Ich liebe dich. Und dich. Und dich.

3 Kommentare:

  1. Willkommen kleine Bürgerin
    Im bunten Tal der Lügen!
    Du gehst dahin, du Lächlerin!
    Dich ewig zu betrügen

    Was weinest du? die Welt ist rund
    Und nichts darauf beständig.
    Das Weinen nur ist ungesund
    Und der Verlust notwendig.

    Einst wirst du, kleine Lächlerin!
    Mit süßerm Schmerze weinen
    Wenn alle deinen treuen Sinn
    Gott! zu verkennen scheinen.

    Dann wirst du stehn auf deinem Wert
    Und blicken, wie die Sonne
    Von der ein jeder weg sich kehrt
    Zu blind für ihre Wonne.

    Bis daß der Adler kommen wird
    Aus fürchterlichen Büschen,
    Der Welten ohne Trost durchirrt –
    Wie wirst du ihn erfrischen!

    Jakob Michael Reinhold Lenz, 1751-1792

    Auf Juliette, die zweite Tochter von Goethes Schwester Cornelia. Der Adler ist nicht gekommen, nicht zu Juliette, nicht zu Cornelia und nicht zu Lenz. Und das, obwohl das Genie Goethe ihnen allen ziemlich nahe stand.
    Doch worauf kommt es letztlich an?
    (Mehr dazu: https://apaged.wordpress.com/2014/12/16/willkommen-kleine-burgerin/)

    Und noch ist nicht das letzte Wort zwischen Ihnen und Ihrer Mutter gesprochen.

    AntwortenLöschen
  2. Liebe Penny,

    ich drücke dich erst einmal ganz, ganz fest. Ich bin mir so sicher, dass du eine liebende Mutter bist, die all ihren drei Mäusen immer das Gefühl geben wird, dass sie geliebt werden - trotz ihrer Schwächen, Wutausbrüche und all der Dinge, die sie im Laufe ihres Lebens anstellen. Auch wenn du mal böse auf sie bist oder sie auf dich. Ihr alle werdet wissen, dass eure Liebe zueinander riesengroß sein wird. Alleine, dass du dich selbst reflektierst und diese Ängste hast, zeigt mir, dass du eine gute Mutter bist. Aber auch all die liebenswerten Blogbeiträge voller Emotionen, egal ob sie zum Lachen oder Weinen sind, zeigen, welch einfühlsamer, liebevoller und warmherziger Mensch du bist. Du bist die beste Mama der Welt für deine drei Racker!!!

    Hör auf an dir zu zweifeln. Du bist unwerfend - als Mensch und als Mama. Das weiß ich, auch wenn ich dich eigentlich nicht kenne. ;-)

    Es grüßt dich von Herzen deine Schwani. ♥♥♥

    AntwortenLöschen
  3. Liebe Penny,

    Du fragst: Reicht es, dass ich mir der schlimmen, der schlimmsten Verletzungen sehr bewusst bin?

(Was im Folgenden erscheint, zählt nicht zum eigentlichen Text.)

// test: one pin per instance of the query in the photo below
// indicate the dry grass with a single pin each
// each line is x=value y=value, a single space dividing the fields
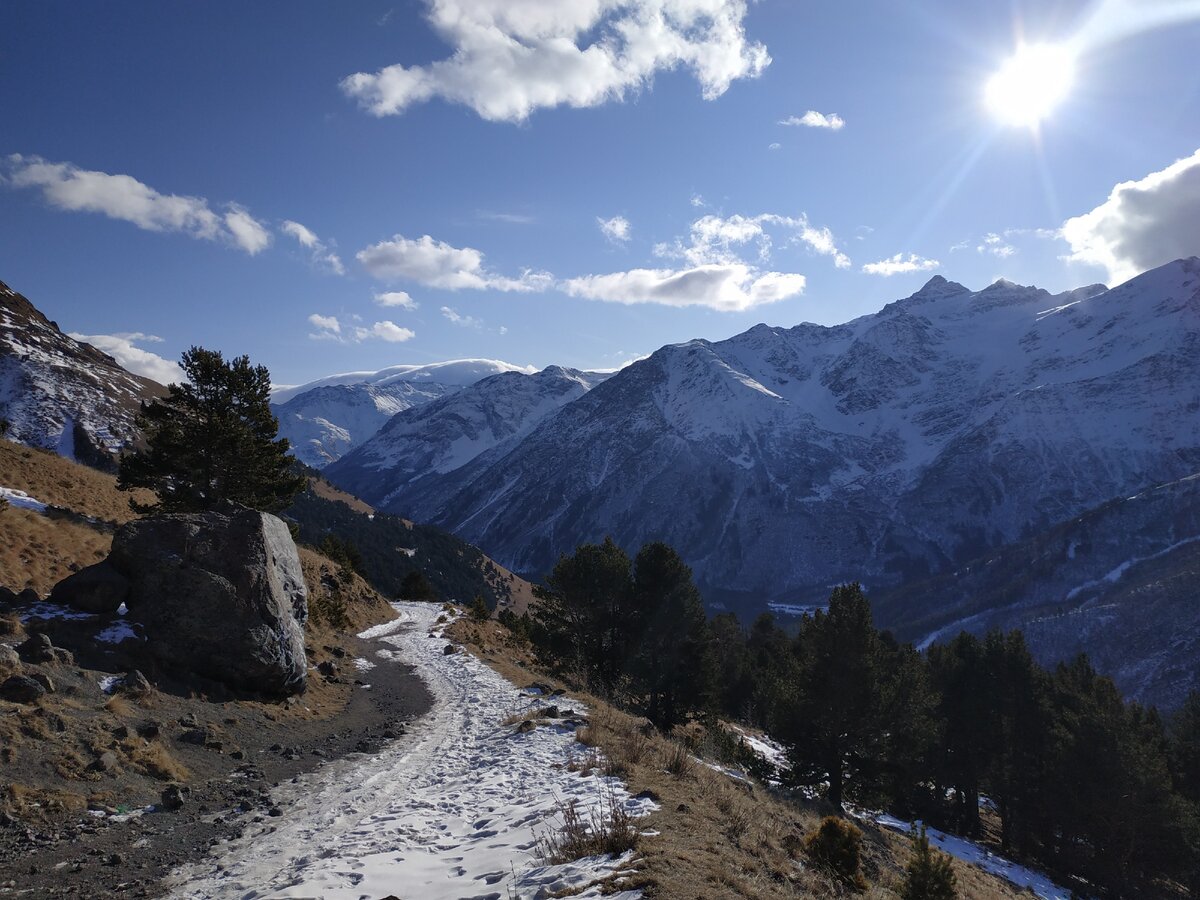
x=607 y=829
x=718 y=837
x=39 y=552
x=360 y=604
x=61 y=483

Reicht ist, dass ich noch heute spüre, wie weh mir Vieles tat. Wie ich mich fühlte? Ich wünsche es mir von Herzen.

    Ja, das reicht. Es reicht. Ich glaube, Du kannst das selbst beurteilen. Ich handle seit 4 3/4 Jahren so, mit den eigenen Verletzungen vor Augen, also nochmal zwei Jahre länger als Du, und es wird immer deutlicher: Es reicht. Es reicht bis zum Himmel.